Aid deliveries over four transitions to Gaza

A spokesman for the responsible cogat authority said on request that four transitions into the Gaza Strip were currently active, the most important of them Kerem Schalom in the south and Zikim in the north. The distribution of the relief supplies is the responsibility of the international organizations, said the spokesman. Israel lets the deliveries drive into the coastal strips. 1,200 trucks have been picked up by UN and other international organizations there for a week.

According to the Israeli army, in addition to Germany, France, Belgium, the United Arab Emirates, Jordan and Egypt have thrown food packages over the Gaza Strip. However, this use was criticized by the UN side as expensive and insufficient.

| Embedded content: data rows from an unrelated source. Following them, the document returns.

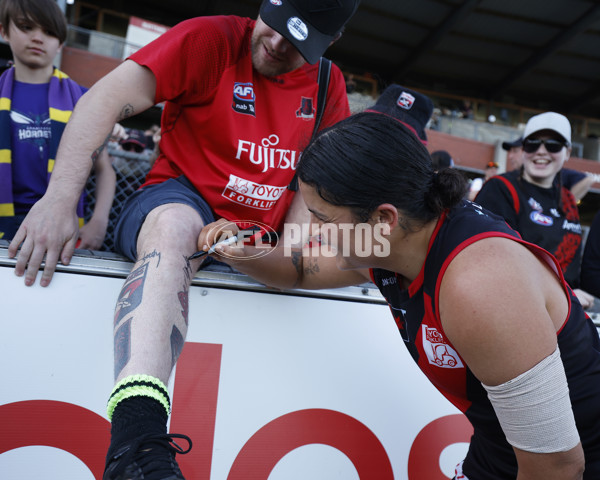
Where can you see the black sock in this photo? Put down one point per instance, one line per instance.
(136, 416)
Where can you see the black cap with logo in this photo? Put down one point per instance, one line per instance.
(309, 25)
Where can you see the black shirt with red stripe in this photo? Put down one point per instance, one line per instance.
(547, 217)
(416, 312)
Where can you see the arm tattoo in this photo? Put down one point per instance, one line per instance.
(126, 112)
(96, 153)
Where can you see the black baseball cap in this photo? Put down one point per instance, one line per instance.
(407, 106)
(309, 25)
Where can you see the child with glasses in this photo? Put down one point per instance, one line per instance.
(534, 201)
(37, 100)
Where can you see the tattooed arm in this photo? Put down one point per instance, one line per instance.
(51, 229)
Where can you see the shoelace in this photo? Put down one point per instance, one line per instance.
(153, 453)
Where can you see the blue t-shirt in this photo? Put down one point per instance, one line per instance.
(30, 131)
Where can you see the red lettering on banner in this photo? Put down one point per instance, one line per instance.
(66, 426)
(304, 427)
(195, 405)
(86, 435)
(423, 460)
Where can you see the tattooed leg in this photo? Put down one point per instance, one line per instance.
(151, 316)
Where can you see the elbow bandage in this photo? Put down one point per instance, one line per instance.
(534, 409)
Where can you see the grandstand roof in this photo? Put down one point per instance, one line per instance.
(537, 53)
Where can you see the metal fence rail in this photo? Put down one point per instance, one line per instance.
(131, 169)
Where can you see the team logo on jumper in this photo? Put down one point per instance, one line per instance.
(405, 100)
(438, 351)
(306, 110)
(533, 203)
(298, 29)
(243, 98)
(250, 194)
(541, 219)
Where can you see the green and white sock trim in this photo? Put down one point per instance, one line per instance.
(139, 385)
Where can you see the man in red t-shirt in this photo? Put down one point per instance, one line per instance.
(240, 100)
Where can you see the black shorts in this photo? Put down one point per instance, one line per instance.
(143, 201)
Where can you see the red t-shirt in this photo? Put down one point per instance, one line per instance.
(234, 133)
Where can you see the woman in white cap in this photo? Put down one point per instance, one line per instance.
(533, 200)
(486, 316)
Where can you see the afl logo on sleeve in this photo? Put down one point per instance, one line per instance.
(541, 219)
(243, 98)
(438, 351)
(406, 100)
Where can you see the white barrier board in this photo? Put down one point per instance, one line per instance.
(269, 386)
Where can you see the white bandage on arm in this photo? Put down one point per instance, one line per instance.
(534, 409)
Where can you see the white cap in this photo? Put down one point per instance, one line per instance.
(549, 121)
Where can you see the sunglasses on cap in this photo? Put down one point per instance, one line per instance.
(552, 146)
(128, 147)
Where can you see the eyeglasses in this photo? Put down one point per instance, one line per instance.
(553, 146)
(128, 147)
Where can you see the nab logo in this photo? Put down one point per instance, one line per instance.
(406, 100)
(540, 219)
(243, 98)
(244, 92)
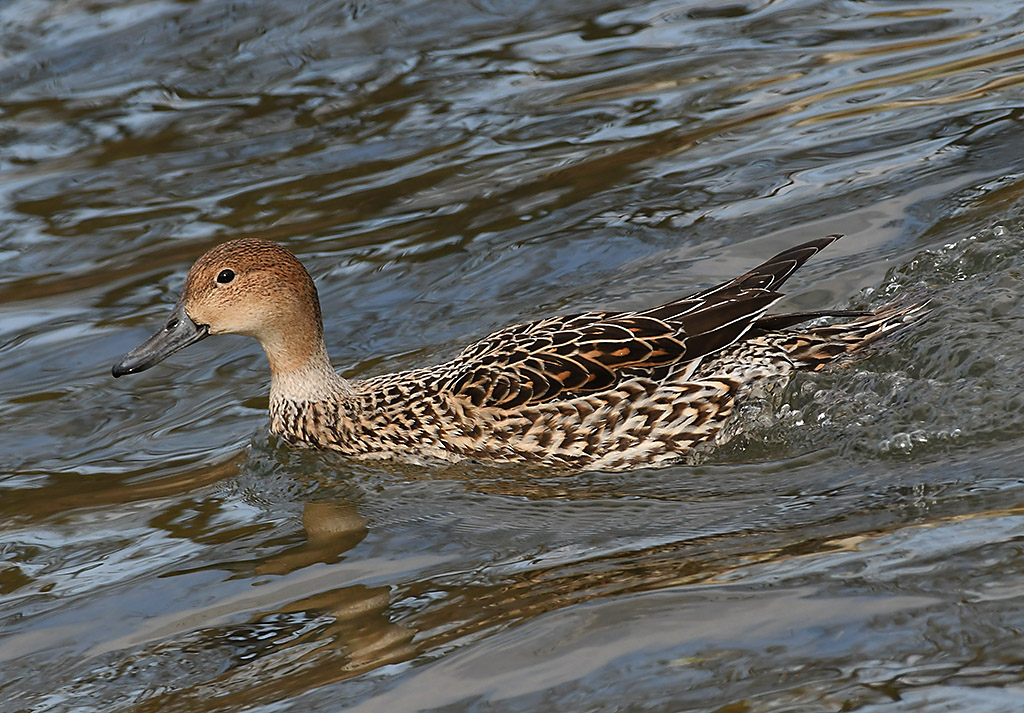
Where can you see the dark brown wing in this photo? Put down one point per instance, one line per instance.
(564, 357)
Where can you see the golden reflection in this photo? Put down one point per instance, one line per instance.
(66, 492)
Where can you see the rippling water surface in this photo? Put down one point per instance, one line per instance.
(446, 168)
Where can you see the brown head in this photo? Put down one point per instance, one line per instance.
(248, 286)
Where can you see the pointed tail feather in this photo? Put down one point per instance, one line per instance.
(764, 279)
(771, 274)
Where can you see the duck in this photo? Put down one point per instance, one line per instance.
(606, 390)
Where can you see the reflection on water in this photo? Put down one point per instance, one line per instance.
(444, 169)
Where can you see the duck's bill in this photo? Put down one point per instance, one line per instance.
(178, 332)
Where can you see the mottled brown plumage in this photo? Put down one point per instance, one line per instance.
(598, 389)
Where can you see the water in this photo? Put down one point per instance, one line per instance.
(448, 168)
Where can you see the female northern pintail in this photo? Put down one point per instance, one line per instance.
(598, 389)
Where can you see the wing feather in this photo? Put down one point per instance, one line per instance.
(566, 357)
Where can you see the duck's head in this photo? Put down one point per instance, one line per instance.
(248, 286)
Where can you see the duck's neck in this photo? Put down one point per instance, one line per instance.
(312, 379)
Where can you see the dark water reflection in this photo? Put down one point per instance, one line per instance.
(446, 168)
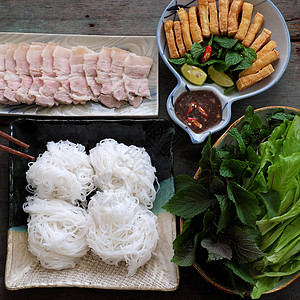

After his recent visit to the Gaza Strip, Ricardo Pires from the UN Children’s Aid Unicef described the situation as “absolutely apocalyptic” and warned of a dramatic increase in the number of victims-more and more children would be injured, killed and suffered from malnutrition. For 88 percent of the area in the Gaza Strip there are now eviction calls from the Israeli army. This requires the two million inhabitants of the coastal strip, which are already densely populated, to pose together to twelve percent of the area.


The WORLD FOOD programs of the United Nations warned that over half a million people in the Gaza Strip have already been threatened by a famine. The organization is doing everything to distribute vital food aid to families.

WFP published a video on the platform X, on which you can see hundreds of young men run on trucks with aid deliveries, stop them, loot and run away with food boxes. In view of these circumstances, the organization demands: “In order to be able to achieve all people threatened by starvation safely and permanently, we need a ceasefire – now.”